ナコンサヨクのくだものがり(3)

 

 私が、吹き出てくる汗をぬぐっていると、クン・ポーが「chotimaはここに一度も来たことがないんだよ。」と言った。そうか、そうだったのか。昨日、「あなたは明日、果物に行くんですか」と聞いた彼女、どうも顔色がおかしいと思った。まゆげが少し八の字になったのはそのせいだったのか。彼女はここがどんな場所かよく知っていたのだ。彼女は今も、涼しいエアのきいた部屋で、テスト勉強でもしているのだろうか。かたわらに、ポケットベルをと携帯電話を置いて。私は妙に納得して、むきになってまたマッパンの実を拾うことに集中した。そうかそうか。先生はマッパンを拾うぞ。アリがなんだアリが・・・そう思いながら腰を折った。きんちゃく袋の口のようになっているジーンズを突っ込んだ足首の上に、茶色い大きなアリがまとわりついているのを見つけては、足を大きく振った。
 休み時間は、サーラーの下で昼ごはんを食べた。おかずはケン・カイ(タイのカレー)と、ガイヤーン(やきとり)だった。私はあまり食べなかった。働かざるもの食うべからずというか、タイ人にくらべて、私のとったマッパンの数といえば数えられるほどのものだったことが、なんだか情けなかったのだ。アリが体中に入ってきて生きた心地がせず、痛みのせいで食欲が落ちていた。それよりなにより、彼らの強さにあこがれた。

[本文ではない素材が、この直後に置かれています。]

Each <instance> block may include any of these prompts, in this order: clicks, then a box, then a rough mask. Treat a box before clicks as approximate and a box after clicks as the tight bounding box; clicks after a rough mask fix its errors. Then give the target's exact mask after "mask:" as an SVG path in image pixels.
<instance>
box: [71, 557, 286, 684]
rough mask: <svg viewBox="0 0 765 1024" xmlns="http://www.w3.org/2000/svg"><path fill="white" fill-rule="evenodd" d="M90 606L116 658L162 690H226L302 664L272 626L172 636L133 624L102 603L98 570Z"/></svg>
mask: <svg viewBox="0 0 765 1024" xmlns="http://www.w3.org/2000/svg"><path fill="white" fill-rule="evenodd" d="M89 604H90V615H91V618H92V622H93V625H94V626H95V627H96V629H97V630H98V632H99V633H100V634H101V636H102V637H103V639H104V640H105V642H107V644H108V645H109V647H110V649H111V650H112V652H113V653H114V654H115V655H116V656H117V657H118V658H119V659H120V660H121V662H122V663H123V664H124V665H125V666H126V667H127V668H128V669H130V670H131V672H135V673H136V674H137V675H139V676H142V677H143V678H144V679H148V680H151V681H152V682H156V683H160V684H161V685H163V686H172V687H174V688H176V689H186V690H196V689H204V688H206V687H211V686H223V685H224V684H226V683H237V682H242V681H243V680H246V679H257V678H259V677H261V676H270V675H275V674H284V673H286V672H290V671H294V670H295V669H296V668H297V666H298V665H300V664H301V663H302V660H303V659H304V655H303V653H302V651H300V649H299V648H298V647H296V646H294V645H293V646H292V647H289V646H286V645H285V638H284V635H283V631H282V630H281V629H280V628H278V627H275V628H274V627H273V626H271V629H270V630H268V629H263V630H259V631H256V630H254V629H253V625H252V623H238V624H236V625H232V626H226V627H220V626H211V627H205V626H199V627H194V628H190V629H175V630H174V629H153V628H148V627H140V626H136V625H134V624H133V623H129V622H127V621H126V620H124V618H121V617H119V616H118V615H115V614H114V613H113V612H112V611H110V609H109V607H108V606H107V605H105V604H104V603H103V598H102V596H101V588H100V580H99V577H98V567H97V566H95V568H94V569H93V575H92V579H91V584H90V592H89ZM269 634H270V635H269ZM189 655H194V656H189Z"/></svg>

  彼らはひょいとアリをつまんでは捨て、つまんでは捨て、痛みをこらえてビニール袋の中にオレンジ色の実をあふれんばかりにつめて木から降りてくるのであった。私はラクロスの時使う網付きの長い棒のような収穫のための道具を使いこなすことさえできなかった。重さにふらふらしてしまうのである。長い棒を私の身長では支えられないのだった。まるで猿のように地面に落ちた実を拾う自分が、あまりに情けなかった。
 クン・ポーが携帯電話を腰から抜いて、電話をしている。会話を聞いても誰かよくわからない。もくもくとごはんを口に運んでいると、クン・ポーは私に電話を差し出した。あわててごはんを飲み込みながら、受話器を持つと、chotimaの声がした。クン・ポーが家に置いてきた娘を心配して電話をしたのだった。私は「ミーモットユオッユオッ」というと、彼女は笑っていた。私はエアのきいた部屋にいる彼女がうらめしかった。バナナの大きな葉っぱのおいしげる、アリがたくさんいて、蜂の巣もある農園を彼女は見たことがないのだ。私は「君とくだものがりに行きたかった」と言った。すると、「今日はいやだ」と彼女は答えた。受話器の向こうで、ポリポリとスナック菓子を食べる音が聞こえていた。